Lemma 3 (reversal count per element)
For a fixed element $k$:
- every time $k$ completes a traversal across its active range, it reverses direction at both ends of that range,
- over the full generation of all permutations, the number of such traversals is $\frac{n!}{k!}$,
- each traversal contributes exactly $k-1$ internal boundary hits distributed between the two endpoints.
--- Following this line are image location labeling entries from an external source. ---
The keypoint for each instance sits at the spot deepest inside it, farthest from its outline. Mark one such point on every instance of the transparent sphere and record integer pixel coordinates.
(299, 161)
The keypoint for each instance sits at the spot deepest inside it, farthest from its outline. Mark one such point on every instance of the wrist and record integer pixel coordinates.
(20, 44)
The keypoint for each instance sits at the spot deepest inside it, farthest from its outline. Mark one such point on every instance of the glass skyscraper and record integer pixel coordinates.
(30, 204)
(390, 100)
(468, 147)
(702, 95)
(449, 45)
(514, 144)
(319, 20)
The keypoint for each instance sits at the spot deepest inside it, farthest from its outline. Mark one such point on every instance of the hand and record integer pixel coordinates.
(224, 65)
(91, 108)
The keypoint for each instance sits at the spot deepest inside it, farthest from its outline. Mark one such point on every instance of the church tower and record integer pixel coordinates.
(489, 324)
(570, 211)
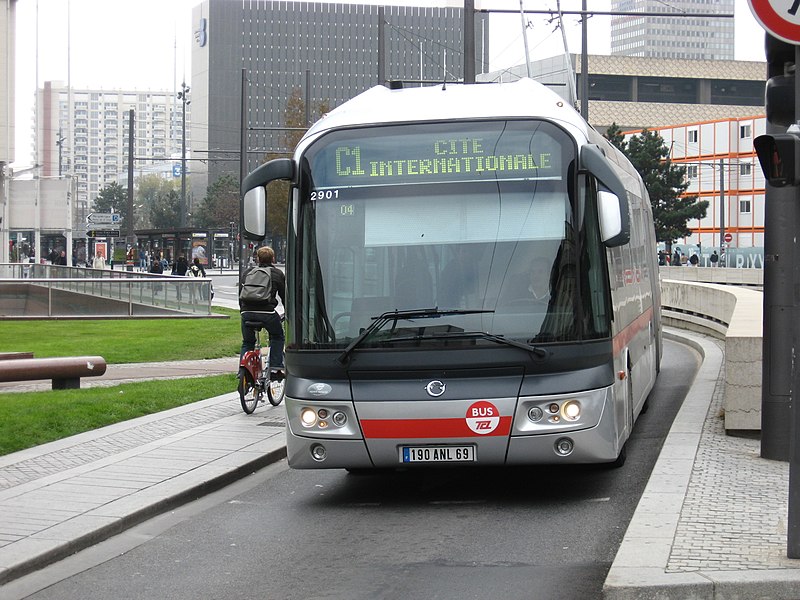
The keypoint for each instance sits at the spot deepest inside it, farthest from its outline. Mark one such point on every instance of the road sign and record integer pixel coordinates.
(102, 233)
(112, 219)
(778, 17)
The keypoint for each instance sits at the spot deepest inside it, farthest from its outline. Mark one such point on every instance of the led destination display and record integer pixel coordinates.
(428, 157)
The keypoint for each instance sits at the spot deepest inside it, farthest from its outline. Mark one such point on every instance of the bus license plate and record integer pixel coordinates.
(437, 454)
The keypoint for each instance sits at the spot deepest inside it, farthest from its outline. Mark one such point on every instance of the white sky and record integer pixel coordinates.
(146, 44)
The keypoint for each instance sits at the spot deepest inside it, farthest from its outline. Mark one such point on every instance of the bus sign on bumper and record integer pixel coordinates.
(437, 454)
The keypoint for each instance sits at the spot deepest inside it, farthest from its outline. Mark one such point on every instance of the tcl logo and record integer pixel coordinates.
(482, 417)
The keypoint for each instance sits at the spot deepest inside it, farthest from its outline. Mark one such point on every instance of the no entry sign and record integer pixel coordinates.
(781, 18)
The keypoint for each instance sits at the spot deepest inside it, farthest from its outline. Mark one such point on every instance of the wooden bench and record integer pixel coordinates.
(65, 372)
(15, 355)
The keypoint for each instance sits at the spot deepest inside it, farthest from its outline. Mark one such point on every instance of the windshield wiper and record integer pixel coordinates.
(396, 315)
(485, 335)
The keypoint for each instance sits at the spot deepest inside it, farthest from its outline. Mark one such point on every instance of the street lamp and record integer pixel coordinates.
(183, 96)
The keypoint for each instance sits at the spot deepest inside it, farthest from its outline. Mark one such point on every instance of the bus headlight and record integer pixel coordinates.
(535, 414)
(308, 417)
(571, 410)
(564, 446)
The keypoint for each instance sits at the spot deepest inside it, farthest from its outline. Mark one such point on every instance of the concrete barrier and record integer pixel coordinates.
(733, 314)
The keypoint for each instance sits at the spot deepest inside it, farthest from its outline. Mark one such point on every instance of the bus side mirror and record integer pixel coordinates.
(253, 205)
(612, 202)
(254, 214)
(609, 213)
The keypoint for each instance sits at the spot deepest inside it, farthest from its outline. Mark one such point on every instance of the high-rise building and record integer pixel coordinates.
(323, 53)
(7, 41)
(670, 29)
(84, 134)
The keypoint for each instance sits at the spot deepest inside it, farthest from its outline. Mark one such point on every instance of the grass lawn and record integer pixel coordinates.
(127, 340)
(32, 418)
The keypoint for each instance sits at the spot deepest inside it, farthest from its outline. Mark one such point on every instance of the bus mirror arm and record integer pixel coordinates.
(253, 207)
(612, 203)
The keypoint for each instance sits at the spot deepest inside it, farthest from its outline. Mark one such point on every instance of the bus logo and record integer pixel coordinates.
(435, 388)
(483, 417)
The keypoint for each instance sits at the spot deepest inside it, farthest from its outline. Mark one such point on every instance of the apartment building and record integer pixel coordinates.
(672, 29)
(722, 168)
(84, 134)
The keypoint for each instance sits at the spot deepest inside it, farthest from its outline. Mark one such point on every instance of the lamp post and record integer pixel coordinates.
(183, 96)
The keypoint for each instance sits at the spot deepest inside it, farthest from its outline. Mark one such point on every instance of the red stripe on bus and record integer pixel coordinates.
(426, 428)
(624, 337)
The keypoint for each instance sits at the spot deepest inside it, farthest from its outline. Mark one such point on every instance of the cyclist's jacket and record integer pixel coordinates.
(278, 288)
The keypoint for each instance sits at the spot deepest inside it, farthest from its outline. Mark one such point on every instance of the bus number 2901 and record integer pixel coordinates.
(324, 195)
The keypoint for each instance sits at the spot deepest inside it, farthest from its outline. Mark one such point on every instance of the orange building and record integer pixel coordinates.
(723, 169)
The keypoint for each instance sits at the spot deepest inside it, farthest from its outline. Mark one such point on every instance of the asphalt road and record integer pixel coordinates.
(534, 533)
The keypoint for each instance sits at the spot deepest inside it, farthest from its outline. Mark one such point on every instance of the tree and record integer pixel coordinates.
(665, 181)
(159, 202)
(164, 213)
(221, 204)
(112, 198)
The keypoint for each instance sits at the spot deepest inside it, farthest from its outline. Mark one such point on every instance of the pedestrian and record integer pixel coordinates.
(197, 270)
(261, 306)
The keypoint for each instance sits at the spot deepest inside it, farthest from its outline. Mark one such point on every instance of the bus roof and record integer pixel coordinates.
(380, 105)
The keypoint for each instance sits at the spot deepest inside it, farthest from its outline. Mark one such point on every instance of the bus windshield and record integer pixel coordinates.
(487, 223)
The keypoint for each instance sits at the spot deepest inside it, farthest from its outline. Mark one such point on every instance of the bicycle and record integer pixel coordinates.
(257, 378)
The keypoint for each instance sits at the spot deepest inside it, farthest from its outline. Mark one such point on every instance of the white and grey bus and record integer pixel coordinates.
(471, 279)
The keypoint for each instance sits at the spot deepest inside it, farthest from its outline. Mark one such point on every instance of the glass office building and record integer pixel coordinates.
(670, 29)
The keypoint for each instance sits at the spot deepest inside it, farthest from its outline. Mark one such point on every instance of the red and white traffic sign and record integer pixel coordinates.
(781, 18)
(483, 416)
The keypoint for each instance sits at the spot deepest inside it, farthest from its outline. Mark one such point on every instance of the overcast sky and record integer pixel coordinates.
(146, 44)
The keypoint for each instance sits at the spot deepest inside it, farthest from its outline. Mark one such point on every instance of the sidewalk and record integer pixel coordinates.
(62, 497)
(711, 523)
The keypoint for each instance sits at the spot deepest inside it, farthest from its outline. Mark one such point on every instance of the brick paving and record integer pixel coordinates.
(735, 510)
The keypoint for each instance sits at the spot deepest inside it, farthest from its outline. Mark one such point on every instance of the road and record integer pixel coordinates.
(534, 533)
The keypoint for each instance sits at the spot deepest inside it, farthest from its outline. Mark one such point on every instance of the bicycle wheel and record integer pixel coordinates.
(249, 394)
(276, 388)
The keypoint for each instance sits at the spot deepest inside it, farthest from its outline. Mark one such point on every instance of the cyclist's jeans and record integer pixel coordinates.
(272, 323)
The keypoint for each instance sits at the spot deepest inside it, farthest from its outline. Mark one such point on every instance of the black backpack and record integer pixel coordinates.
(257, 286)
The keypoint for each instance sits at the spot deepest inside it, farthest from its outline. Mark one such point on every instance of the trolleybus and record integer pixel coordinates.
(471, 280)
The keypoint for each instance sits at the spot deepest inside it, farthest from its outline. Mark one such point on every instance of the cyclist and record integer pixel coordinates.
(263, 310)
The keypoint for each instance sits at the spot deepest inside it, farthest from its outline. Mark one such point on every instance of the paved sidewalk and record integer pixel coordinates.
(711, 523)
(61, 497)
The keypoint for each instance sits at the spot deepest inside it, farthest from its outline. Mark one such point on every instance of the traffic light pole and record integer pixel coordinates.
(793, 529)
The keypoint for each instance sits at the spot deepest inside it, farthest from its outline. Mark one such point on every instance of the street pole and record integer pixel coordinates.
(793, 521)
(131, 217)
(584, 62)
(182, 96)
(242, 169)
(469, 41)
(721, 213)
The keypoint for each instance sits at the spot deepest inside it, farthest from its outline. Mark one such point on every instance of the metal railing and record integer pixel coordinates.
(34, 290)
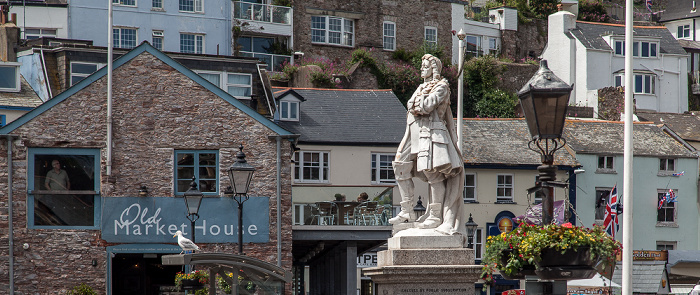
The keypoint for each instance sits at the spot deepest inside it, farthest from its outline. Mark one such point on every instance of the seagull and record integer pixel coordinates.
(185, 243)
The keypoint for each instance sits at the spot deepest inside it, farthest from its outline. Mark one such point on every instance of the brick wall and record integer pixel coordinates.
(156, 110)
(410, 16)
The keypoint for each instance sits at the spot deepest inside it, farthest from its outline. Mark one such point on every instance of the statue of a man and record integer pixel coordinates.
(429, 151)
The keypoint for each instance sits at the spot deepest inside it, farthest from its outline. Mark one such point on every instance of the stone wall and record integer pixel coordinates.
(529, 40)
(410, 16)
(156, 110)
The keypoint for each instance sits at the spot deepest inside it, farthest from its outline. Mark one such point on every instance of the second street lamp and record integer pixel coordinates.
(544, 100)
(240, 175)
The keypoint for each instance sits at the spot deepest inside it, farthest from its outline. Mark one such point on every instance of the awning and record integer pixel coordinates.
(684, 263)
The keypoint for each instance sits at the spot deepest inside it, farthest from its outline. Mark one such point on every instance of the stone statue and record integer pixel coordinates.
(429, 152)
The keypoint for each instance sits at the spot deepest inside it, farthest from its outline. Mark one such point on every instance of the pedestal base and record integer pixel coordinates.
(425, 264)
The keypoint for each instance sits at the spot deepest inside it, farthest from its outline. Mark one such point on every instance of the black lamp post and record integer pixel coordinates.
(471, 229)
(240, 174)
(544, 100)
(193, 199)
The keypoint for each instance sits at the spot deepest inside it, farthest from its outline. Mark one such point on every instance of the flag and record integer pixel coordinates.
(671, 196)
(610, 222)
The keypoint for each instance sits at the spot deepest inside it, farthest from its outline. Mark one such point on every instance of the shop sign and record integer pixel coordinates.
(367, 260)
(156, 219)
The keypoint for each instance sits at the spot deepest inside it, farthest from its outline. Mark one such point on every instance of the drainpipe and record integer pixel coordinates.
(9, 212)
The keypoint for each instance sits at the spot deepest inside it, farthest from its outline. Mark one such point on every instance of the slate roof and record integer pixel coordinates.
(145, 47)
(606, 137)
(503, 141)
(346, 117)
(678, 9)
(590, 35)
(26, 98)
(646, 276)
(687, 126)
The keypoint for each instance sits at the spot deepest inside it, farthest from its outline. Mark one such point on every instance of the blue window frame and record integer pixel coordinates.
(202, 165)
(64, 187)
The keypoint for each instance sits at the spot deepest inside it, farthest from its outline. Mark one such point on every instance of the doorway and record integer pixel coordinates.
(142, 273)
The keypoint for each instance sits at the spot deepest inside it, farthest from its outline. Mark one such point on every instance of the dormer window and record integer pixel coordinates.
(9, 76)
(289, 110)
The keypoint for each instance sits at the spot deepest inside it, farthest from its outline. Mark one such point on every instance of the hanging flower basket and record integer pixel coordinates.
(560, 252)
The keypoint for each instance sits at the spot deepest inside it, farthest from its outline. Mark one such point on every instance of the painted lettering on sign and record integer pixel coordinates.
(144, 220)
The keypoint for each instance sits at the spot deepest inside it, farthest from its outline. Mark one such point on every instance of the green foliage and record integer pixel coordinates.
(82, 289)
(497, 103)
(593, 11)
(481, 75)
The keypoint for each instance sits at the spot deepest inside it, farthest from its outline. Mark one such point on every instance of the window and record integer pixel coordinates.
(602, 197)
(504, 188)
(80, 70)
(683, 32)
(667, 165)
(606, 163)
(9, 76)
(431, 35)
(191, 43)
(389, 36)
(239, 85)
(124, 37)
(648, 49)
(36, 33)
(191, 5)
(643, 83)
(124, 2)
(478, 243)
(667, 213)
(202, 165)
(289, 110)
(332, 30)
(63, 188)
(311, 166)
(158, 40)
(665, 245)
(473, 46)
(469, 187)
(382, 171)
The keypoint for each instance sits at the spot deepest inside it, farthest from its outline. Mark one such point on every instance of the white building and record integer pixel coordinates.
(591, 56)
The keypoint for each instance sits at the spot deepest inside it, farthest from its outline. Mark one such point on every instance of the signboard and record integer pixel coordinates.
(156, 219)
(644, 255)
(367, 260)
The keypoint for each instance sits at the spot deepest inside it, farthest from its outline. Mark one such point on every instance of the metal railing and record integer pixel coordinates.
(262, 12)
(274, 61)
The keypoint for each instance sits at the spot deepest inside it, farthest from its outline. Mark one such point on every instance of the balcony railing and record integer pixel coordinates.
(262, 12)
(274, 61)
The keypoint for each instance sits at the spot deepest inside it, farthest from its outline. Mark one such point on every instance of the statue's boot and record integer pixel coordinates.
(402, 172)
(433, 220)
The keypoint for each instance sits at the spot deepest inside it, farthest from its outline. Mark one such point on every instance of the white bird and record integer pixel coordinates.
(185, 243)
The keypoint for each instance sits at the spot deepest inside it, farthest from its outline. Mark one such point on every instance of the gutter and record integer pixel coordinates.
(10, 208)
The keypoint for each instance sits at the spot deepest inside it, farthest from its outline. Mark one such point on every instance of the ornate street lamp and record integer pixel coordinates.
(544, 100)
(193, 199)
(240, 174)
(471, 229)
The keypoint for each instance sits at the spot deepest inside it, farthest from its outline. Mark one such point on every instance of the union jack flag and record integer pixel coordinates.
(610, 222)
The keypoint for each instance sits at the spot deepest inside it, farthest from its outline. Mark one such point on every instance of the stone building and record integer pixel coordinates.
(333, 29)
(124, 176)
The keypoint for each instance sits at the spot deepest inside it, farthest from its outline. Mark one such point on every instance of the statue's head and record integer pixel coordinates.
(431, 65)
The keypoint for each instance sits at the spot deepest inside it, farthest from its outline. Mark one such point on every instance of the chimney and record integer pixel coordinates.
(9, 36)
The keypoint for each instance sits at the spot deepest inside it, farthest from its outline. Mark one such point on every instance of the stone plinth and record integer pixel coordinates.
(425, 262)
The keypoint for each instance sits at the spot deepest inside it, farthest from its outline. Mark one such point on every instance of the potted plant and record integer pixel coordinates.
(558, 251)
(195, 280)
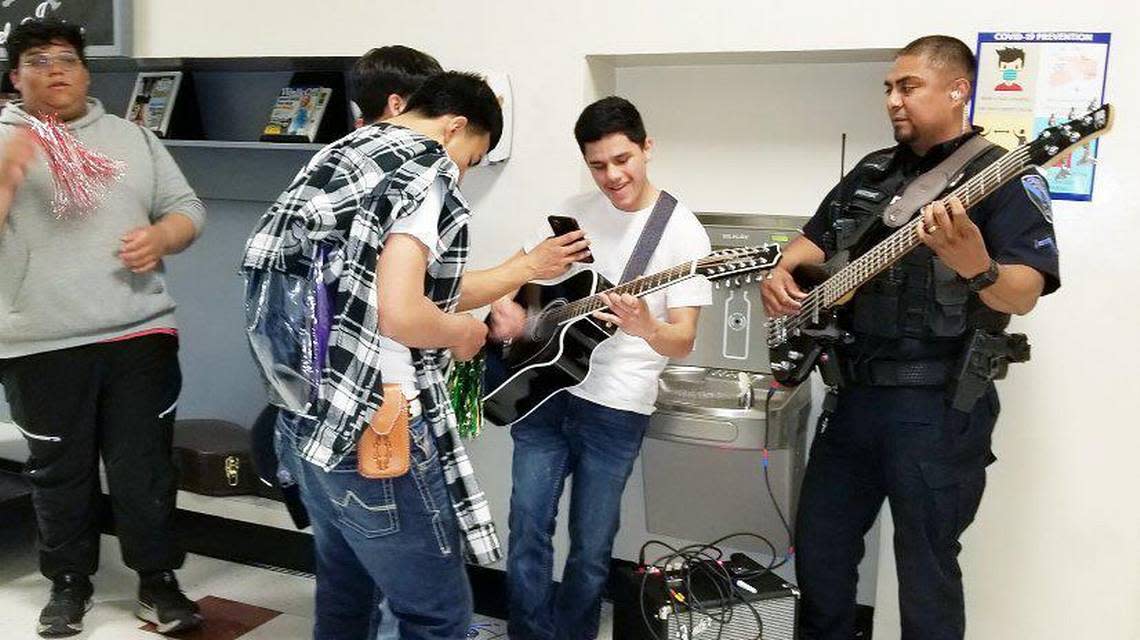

Hence total boundary events contributed by element $k$ is:
$$ (k-1)\frac{n!}{k!}. $$
These boundary events partition into executions of $P6$ and $P7$ according to whether the reversal occurs at a left or right boundary.
Over the full symmetric evolution of directions in Johnson–Trotter, each endpoint is hit equally often, so the boundary events split evenly:
$$ P6 = P7 = \frac{1}{2}\sum_{k=2}^{n}(k-1)\frac{n!}{k!}. $$
5. Final results
$$ P1 = 1 $$
$$ P2 = n! $$
$$ P3 = n! $$
$$ P5 = n! - 1 $$
$$ P4 = (n!-1) + \sum_{k=2}^{n}(k-1)\frac{n!}{k!} $$
$$ P6 = \frac{1}{2}\sum_{k=2}^{n}(k-1)\frac{n!}{k!} $$
$$ P7 = \frac{1}{2}\sum_{k=2}^{n}(k-1)\frac{n!}{k!} $$
6. Consistency check
- Each permutation is produced exactly once $\Rightarrow P2 = n!$, $P5 = n!-1$.
- Each iteration performs exactly one successful search $\Rightarrow P3 = n!$.
- Every comparison in the search phase is accounted for either in the final successful test or in failed scans.
- Every boundary reversal corresponds uniquely to either $P6$ or $P7$.
- Summation is over element-wise contributions derived directly from the movement structure of Algorithm P, not from an external radix model.
This completes the corrected derivation.